7 Oct 2016
E-commerce: Data as the New Currency (Interview with Clix)
The proliferation of e-commerce has created a large volume of business data. Even though companies in Hong Kong increasingly recognise the potential value of such data, attempts to capture that value have thus far only scratched the surface. If companies thought about data on a bigger scale, they might identify whole new business models. The industry calls this "data monetisation".
Established in Hong Kong a few decades ago, Clix currently has a staff of 80, of whom some 30 are based in Hong Kong, with the rest in mainland China and in Manila. The company’s core business is exactly that - data monetisation.
“Our service goes beyond analysing data,” said King Leung, CEO of Clix. “For instance, we have a client which is an e-commerce platform with 600 million registered users. The management knew it was sitting on a gold mine, but had no idea how to utilise such a big chunk of data. In light of a mix of mainstream and out of the box analytics, we applied our decades of industry expertise in the data business as a way of coming up with new revenue models for the client. Some of these models have been piloted and have shown some promise.”
Leung found that being based in Hong Kong is highly beneficial to his business, as nearly every international brand has a regional headquarters in the city.

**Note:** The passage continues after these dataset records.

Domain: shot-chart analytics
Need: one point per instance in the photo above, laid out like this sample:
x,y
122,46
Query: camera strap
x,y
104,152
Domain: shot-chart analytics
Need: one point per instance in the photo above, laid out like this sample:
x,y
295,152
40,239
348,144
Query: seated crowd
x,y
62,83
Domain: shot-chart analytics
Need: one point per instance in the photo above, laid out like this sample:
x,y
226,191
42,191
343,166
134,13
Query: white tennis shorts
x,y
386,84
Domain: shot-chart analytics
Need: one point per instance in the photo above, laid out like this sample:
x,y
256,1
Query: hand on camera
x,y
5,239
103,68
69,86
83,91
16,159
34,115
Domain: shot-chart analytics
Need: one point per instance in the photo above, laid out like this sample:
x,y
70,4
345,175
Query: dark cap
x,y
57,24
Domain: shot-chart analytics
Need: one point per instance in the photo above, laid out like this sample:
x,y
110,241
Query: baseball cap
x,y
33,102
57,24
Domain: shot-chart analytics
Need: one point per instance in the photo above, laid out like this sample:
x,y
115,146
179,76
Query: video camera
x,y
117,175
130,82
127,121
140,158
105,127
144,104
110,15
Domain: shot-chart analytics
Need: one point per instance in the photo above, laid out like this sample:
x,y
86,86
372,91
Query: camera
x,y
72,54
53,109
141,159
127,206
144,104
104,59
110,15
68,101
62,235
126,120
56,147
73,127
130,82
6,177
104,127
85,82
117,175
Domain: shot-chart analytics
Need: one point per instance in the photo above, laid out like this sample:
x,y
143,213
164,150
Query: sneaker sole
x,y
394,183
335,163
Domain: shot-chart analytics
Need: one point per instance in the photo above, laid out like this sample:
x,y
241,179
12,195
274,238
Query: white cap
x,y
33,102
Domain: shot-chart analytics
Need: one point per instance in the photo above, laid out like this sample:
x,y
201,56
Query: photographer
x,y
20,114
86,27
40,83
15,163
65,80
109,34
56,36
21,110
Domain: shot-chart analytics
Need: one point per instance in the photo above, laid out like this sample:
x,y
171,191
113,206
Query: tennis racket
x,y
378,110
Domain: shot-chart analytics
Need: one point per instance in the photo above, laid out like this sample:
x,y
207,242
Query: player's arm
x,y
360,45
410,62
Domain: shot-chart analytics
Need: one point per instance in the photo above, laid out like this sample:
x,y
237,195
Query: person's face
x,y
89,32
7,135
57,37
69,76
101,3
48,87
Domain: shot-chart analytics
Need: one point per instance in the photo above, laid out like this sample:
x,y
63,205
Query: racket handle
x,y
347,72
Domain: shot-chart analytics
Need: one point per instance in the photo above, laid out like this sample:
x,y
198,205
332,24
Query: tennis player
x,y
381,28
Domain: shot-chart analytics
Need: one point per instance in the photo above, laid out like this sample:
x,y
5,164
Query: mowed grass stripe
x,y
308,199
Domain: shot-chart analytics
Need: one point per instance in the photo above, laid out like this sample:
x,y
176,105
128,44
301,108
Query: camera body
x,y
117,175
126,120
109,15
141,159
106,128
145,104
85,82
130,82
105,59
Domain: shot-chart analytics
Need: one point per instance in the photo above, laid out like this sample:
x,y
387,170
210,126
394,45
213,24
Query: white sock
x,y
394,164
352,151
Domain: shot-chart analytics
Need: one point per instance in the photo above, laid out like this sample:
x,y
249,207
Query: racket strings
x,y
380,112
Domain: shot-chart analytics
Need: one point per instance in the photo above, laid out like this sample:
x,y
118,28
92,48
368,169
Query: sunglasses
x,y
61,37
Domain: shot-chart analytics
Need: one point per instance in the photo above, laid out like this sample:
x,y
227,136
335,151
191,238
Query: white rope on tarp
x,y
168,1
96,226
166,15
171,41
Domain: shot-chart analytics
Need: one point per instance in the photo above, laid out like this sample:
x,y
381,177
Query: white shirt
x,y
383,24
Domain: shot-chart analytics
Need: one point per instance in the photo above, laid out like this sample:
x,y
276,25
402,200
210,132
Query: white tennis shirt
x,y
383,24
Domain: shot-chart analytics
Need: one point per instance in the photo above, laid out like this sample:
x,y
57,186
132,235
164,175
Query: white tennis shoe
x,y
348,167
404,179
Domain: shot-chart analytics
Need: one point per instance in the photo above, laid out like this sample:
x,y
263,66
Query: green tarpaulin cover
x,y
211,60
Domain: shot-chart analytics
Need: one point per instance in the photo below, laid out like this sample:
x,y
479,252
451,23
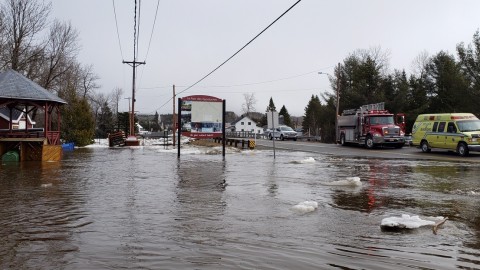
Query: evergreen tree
x,y
447,87
271,106
156,123
286,116
105,121
313,117
77,117
470,66
327,124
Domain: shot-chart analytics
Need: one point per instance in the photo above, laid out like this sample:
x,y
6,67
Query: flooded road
x,y
142,208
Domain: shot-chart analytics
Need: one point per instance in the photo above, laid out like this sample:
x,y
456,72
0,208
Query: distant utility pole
x,y
174,120
134,64
338,104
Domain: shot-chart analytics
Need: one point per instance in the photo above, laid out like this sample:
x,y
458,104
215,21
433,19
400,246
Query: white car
x,y
283,133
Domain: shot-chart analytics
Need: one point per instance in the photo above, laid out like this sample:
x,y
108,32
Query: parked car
x,y
283,133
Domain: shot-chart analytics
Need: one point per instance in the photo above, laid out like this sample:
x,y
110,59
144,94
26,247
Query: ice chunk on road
x,y
304,161
406,222
349,181
305,207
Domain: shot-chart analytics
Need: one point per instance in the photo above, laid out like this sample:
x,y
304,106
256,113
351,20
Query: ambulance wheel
x,y
462,149
342,140
369,142
425,147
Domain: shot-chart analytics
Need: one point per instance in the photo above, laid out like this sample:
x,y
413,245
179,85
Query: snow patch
x,y
305,207
407,222
304,161
349,181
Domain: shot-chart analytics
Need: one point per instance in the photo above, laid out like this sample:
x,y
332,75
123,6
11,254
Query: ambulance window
x,y
451,128
441,127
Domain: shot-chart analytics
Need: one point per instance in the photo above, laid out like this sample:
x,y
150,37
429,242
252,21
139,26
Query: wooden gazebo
x,y
18,94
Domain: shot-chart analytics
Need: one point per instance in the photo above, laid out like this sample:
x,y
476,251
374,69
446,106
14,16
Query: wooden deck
x,y
31,149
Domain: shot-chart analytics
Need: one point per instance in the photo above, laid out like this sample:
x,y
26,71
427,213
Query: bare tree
x,y
59,54
23,20
249,105
88,81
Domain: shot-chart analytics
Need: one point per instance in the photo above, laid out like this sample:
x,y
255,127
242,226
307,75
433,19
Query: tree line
x,y
46,51
440,83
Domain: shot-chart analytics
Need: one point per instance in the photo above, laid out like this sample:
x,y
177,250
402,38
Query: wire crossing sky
x,y
188,37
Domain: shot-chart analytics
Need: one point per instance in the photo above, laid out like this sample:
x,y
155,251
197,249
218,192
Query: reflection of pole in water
x,y
273,136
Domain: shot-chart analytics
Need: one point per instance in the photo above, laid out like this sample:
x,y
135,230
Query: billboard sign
x,y
201,116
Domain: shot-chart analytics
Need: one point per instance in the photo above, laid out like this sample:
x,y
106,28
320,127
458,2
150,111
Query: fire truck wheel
x,y
425,147
399,145
342,139
462,149
369,142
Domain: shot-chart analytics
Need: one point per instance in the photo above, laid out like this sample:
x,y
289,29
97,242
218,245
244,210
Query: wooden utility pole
x,y
174,120
338,104
134,64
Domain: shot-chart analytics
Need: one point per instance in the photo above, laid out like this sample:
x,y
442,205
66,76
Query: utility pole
x,y
134,64
132,140
129,108
338,103
174,123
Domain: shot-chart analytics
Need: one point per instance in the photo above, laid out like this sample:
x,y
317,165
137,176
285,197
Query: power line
x,y
116,24
244,46
138,26
153,28
248,84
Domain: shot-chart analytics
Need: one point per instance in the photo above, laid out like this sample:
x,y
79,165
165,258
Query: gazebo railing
x,y
53,137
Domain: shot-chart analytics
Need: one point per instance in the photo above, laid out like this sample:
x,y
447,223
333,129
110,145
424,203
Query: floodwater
x,y
142,208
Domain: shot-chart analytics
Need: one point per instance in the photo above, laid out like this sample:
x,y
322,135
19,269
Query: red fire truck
x,y
371,126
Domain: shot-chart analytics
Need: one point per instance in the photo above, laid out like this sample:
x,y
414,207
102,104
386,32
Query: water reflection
x,y
144,208
200,202
39,216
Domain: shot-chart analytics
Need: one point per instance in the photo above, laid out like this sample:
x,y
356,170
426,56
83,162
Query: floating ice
x,y
305,207
304,161
407,222
349,181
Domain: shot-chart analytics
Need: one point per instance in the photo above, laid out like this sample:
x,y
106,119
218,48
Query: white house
x,y
244,123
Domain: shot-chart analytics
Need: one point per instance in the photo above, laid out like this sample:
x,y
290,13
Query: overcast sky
x,y
192,37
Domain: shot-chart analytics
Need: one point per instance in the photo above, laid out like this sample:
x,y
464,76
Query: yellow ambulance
x,y
459,132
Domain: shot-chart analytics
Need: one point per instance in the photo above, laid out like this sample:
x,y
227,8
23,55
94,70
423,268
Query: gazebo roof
x,y
15,86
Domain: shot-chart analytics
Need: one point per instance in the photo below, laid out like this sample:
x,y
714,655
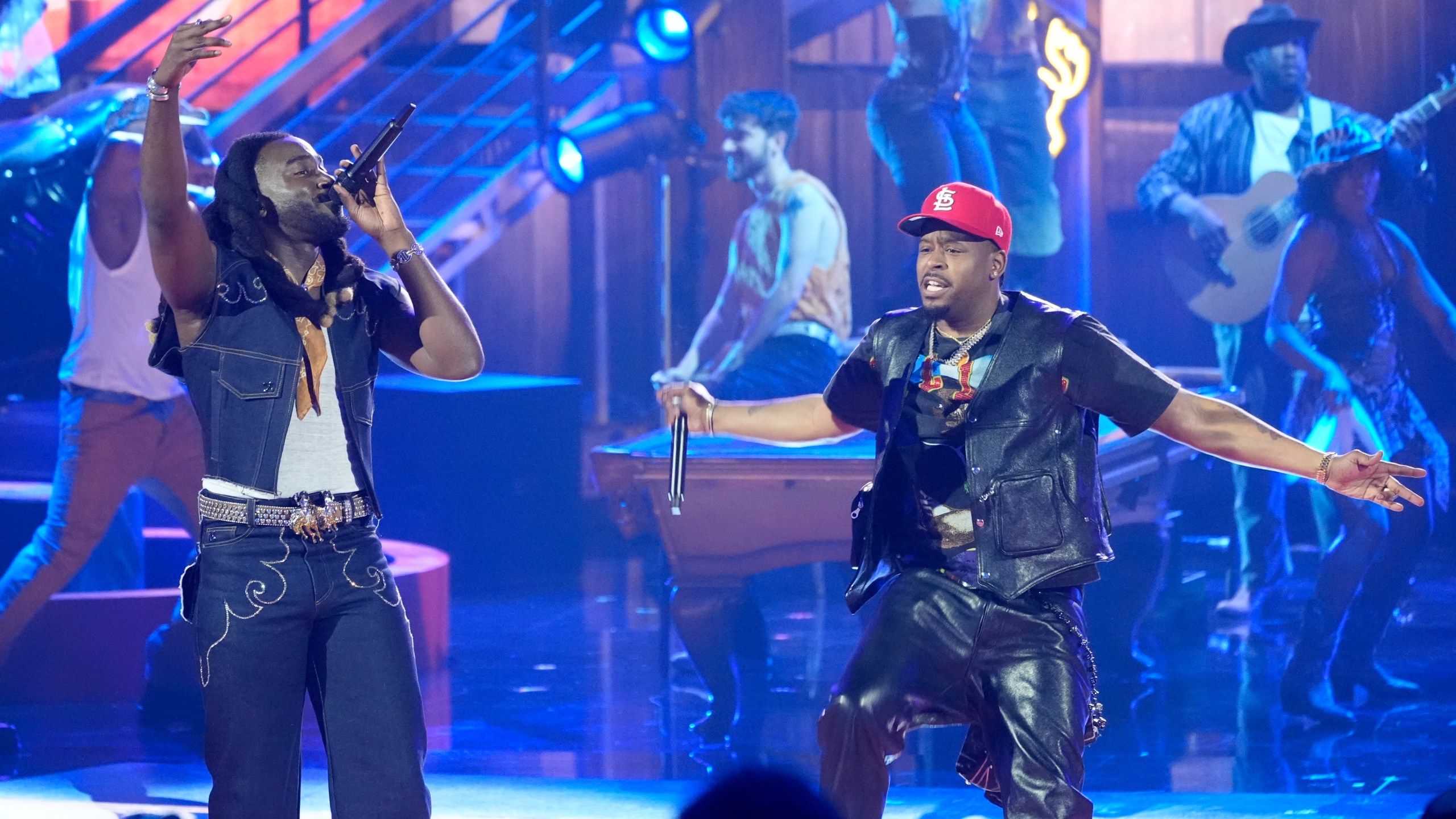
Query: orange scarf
x,y
315,350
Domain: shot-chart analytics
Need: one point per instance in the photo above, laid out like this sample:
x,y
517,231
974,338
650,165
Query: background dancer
x,y
1353,270
986,515
779,328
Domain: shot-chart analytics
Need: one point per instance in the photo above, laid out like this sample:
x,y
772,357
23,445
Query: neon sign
x,y
1068,76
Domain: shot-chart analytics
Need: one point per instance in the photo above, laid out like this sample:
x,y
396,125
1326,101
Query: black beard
x,y
937,314
312,225
746,169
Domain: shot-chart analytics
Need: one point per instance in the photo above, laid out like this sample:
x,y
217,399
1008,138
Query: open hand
x,y
1408,130
190,43
690,398
1209,231
1369,477
376,213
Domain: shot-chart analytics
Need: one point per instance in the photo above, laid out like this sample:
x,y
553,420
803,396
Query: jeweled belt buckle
x,y
313,521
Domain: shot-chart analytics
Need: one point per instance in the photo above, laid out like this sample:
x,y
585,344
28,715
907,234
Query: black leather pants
x,y
937,653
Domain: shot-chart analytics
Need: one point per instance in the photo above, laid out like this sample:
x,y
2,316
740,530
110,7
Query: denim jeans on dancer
x,y
1259,494
928,139
783,366
110,442
279,615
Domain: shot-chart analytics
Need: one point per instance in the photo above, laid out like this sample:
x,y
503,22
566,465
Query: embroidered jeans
x,y
277,615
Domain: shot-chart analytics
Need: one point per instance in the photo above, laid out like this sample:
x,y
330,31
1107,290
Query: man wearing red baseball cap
x,y
986,515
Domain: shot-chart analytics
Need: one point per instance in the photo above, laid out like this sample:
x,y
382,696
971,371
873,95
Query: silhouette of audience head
x,y
759,793
1442,808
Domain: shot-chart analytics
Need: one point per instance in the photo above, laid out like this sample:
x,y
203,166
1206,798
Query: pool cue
x,y
677,473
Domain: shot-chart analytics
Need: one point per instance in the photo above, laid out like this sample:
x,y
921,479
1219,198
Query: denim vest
x,y
242,372
1031,455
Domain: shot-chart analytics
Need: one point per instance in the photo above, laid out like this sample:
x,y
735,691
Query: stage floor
x,y
95,793
554,701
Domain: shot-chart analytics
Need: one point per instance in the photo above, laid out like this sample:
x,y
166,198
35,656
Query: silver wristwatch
x,y
155,91
401,258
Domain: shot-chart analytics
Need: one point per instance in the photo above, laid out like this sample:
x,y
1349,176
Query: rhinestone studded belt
x,y
305,516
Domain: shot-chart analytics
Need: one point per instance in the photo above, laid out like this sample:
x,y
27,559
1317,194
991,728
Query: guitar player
x,y
1223,146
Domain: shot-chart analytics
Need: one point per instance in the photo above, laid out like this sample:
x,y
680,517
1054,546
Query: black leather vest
x,y
242,374
1030,454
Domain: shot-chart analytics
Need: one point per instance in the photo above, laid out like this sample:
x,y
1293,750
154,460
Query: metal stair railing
x,y
292,85
508,197
468,115
299,19
428,60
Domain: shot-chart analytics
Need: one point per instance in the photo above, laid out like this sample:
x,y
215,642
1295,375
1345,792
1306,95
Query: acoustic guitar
x,y
1236,286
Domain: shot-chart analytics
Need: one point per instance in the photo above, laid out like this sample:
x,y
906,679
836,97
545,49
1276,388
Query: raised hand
x,y
1369,477
191,43
378,213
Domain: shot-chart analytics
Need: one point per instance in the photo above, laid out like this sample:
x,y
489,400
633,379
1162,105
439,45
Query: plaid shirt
x,y
1213,151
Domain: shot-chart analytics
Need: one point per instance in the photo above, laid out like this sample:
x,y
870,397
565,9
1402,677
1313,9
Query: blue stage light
x,y
568,158
663,32
621,139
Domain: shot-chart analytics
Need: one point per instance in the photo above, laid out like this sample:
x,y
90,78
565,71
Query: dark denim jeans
x,y
928,139
1010,104
935,653
276,617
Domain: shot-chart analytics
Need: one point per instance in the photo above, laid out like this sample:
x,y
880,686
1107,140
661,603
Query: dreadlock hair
x,y
233,221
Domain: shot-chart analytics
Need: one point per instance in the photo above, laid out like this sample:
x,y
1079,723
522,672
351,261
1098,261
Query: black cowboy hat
x,y
1269,24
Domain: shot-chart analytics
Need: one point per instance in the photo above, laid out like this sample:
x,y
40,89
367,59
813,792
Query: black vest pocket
x,y
1027,515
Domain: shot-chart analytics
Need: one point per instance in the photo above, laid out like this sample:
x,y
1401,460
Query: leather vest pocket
x,y
1027,514
250,378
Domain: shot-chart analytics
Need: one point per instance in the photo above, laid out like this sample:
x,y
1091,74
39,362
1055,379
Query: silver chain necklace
x,y
966,343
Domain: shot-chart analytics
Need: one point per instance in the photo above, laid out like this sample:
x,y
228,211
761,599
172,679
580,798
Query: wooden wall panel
x,y
519,293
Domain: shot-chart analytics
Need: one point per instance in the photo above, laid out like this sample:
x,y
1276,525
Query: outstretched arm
x,y
711,340
1306,261
1228,432
784,420
1426,295
183,255
428,333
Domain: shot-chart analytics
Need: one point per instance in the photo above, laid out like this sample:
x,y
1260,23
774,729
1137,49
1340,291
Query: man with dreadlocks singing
x,y
277,330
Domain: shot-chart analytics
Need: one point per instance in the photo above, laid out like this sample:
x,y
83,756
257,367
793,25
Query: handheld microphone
x,y
365,172
677,471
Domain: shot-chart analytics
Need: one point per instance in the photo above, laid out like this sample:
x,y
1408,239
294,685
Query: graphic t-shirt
x,y
931,444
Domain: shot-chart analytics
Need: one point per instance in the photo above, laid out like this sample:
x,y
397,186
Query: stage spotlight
x,y
663,32
618,140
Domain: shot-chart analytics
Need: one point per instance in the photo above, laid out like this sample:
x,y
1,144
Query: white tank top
x,y
315,455
110,314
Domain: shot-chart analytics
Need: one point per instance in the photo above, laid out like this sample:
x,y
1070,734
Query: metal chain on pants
x,y
1097,722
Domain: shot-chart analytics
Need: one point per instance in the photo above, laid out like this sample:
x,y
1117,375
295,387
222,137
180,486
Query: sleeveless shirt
x,y
110,312
755,261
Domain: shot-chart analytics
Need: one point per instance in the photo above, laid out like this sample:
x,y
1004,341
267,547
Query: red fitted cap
x,y
961,206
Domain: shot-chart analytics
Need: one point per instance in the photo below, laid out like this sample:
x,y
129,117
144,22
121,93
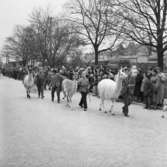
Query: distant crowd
x,y
150,85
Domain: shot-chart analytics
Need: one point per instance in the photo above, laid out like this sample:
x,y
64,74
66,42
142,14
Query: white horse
x,y
110,90
28,83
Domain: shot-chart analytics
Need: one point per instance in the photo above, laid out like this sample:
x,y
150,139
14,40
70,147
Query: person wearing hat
x,y
40,82
127,92
83,85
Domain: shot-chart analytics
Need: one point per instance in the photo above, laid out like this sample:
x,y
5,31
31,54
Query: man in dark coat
x,y
127,93
40,82
148,91
56,85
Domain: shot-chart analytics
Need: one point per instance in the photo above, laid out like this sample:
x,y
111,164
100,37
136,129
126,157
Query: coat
x,y
83,85
147,88
128,86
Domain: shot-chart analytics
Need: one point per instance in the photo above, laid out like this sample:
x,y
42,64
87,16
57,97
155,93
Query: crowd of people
x,y
149,84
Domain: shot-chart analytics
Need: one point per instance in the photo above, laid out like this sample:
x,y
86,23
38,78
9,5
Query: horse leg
x,y
105,111
111,108
100,107
28,93
52,93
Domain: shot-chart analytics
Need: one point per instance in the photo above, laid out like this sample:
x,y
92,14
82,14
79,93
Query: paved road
x,y
39,133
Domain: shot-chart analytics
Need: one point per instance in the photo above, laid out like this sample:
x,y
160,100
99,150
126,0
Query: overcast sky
x,y
16,12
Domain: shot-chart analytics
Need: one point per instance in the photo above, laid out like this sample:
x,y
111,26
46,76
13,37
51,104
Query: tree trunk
x,y
160,57
96,55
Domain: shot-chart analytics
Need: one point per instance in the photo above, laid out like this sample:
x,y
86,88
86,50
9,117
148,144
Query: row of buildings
x,y
132,54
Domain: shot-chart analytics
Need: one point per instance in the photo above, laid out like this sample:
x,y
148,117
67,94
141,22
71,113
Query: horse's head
x,y
134,71
122,74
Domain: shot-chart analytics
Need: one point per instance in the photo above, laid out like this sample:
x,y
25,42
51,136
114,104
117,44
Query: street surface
x,y
40,133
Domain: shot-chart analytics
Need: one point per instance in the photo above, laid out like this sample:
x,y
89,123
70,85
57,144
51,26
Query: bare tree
x,y
54,37
95,22
146,24
21,45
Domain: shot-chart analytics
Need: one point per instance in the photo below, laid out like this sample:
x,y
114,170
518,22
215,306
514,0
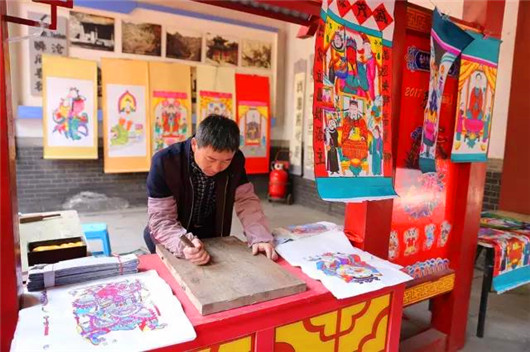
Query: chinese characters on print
x,y
48,42
296,142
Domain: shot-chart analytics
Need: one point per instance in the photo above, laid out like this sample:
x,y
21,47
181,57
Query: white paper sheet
x,y
344,270
126,313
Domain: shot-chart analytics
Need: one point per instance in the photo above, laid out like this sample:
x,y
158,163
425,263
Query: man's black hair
x,y
218,132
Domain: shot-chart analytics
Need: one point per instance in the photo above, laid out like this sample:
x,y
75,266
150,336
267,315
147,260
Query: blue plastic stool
x,y
98,231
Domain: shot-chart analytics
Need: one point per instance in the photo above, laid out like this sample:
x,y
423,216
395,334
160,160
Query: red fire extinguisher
x,y
279,182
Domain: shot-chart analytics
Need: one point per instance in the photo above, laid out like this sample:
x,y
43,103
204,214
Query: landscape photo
x,y
221,50
256,54
91,31
141,38
183,45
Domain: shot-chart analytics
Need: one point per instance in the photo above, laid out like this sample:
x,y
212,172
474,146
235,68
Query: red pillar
x,y
450,312
515,188
9,251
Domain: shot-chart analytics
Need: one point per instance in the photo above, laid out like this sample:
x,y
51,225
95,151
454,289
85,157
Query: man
x,y
193,187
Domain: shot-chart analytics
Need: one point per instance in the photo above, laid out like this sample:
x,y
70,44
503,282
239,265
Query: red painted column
x,y
515,188
450,312
9,253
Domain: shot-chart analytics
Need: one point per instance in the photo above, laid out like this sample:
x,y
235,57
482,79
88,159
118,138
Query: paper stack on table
x,y
295,232
344,270
80,270
136,312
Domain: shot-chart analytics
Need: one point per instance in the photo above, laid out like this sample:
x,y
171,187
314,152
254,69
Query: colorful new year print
x,y
172,117
127,122
351,135
253,119
476,93
348,267
102,309
70,104
447,42
215,103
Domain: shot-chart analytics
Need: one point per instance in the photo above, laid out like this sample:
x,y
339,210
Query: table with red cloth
x,y
311,320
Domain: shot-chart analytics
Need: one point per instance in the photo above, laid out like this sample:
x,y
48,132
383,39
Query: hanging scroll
x,y
253,118
170,86
216,90
70,126
351,137
125,120
447,42
478,75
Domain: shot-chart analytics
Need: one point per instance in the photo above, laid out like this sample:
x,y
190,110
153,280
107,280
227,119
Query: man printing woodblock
x,y
193,187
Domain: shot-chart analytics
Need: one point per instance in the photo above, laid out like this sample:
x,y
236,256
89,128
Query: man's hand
x,y
267,248
198,254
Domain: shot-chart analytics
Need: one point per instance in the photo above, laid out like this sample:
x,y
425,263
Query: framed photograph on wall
x,y
256,54
91,31
141,38
221,50
183,44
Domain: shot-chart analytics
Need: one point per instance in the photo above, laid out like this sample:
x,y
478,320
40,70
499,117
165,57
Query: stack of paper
x,y
344,270
294,232
136,312
80,270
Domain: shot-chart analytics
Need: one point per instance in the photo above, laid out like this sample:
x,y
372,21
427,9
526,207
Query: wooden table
x,y
65,226
309,321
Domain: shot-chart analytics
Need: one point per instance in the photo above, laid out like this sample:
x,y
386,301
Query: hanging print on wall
x,y
352,137
476,93
69,108
253,126
127,120
70,112
447,42
171,113
126,115
215,103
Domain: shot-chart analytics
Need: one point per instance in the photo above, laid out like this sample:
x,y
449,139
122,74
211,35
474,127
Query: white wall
x,y
504,81
19,51
296,49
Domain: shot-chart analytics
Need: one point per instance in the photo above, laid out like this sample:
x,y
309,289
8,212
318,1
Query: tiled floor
x,y
507,324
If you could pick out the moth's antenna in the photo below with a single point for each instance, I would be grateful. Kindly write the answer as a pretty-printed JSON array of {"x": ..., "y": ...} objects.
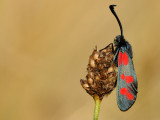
[{"x": 114, "y": 13}]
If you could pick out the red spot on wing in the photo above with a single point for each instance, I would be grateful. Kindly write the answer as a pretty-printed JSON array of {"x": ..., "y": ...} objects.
[
  {"x": 120, "y": 58},
  {"x": 125, "y": 59},
  {"x": 130, "y": 96},
  {"x": 129, "y": 79},
  {"x": 122, "y": 76},
  {"x": 123, "y": 91}
]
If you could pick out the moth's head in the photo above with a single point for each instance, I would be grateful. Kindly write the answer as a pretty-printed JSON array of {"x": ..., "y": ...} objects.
[{"x": 119, "y": 40}]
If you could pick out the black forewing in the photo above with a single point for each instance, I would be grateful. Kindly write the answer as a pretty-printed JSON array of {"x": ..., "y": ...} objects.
[{"x": 128, "y": 70}]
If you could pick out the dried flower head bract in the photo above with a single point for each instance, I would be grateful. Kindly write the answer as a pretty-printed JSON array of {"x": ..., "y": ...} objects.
[{"x": 101, "y": 77}]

He said: “Utilising big data is a high-level decision which usually involves senior management with regional responsibilities.”
The majority of Clix’s customer base is made up of international fashion and beauty brands, while the rest are retail giants or rapidly growing companies on the mainland. The one thing that these companies have in common is that they all possess huge customer user bases and an enormous volume of transaction data.
“In contrast to Hong Kong, which is a mature market where companies are very risk adverse, mainland business owners are willing to take risks and make decisions very fast,” said Leung. “The mainland market is highly competitive, with many industries undergoing consolidation. Business owners are more receptive to the idea of making use of big data analytics to generate new revenue. In an increasingly complex and connected world, the willingness of a business to manage and analyse data effectively is no longer just about success – for some it is about survival.”
Leung is of the view that Hong Kong has the potential to further develop data analytics and data monetisation, which are neither labour-intensive nor infrastructure-intensive industries as most of the information they rely on is now cloud-based. “Data monetisation requires analysts who possess both numerical skills and sound business acumen,” said Leung. “Proficiency in programming is an asset, but not a pre-requisite.”
Leung is very positive about Hong Kong’s platform role, saying: “Hong Kong companies, with their obvious cultural proximity to the Chinese mainland and their understanding of international market practices, will naturally be the first choice for overseas companies that want to succeed in the China market through big data analytics or data monetisation.”
According to Leung, the integrity of Hong Kong professionals is highly recognised by mainland enterprises. He said: “There are numerous service providers on the mainland who can provide sophisticated data analytics. However, one mainland client chose our company because they are wary of opening up all of their data to local vendors for fear of data leakage. When dealing with highly valuable and highly sensitive data, the trust factor plays an important role.”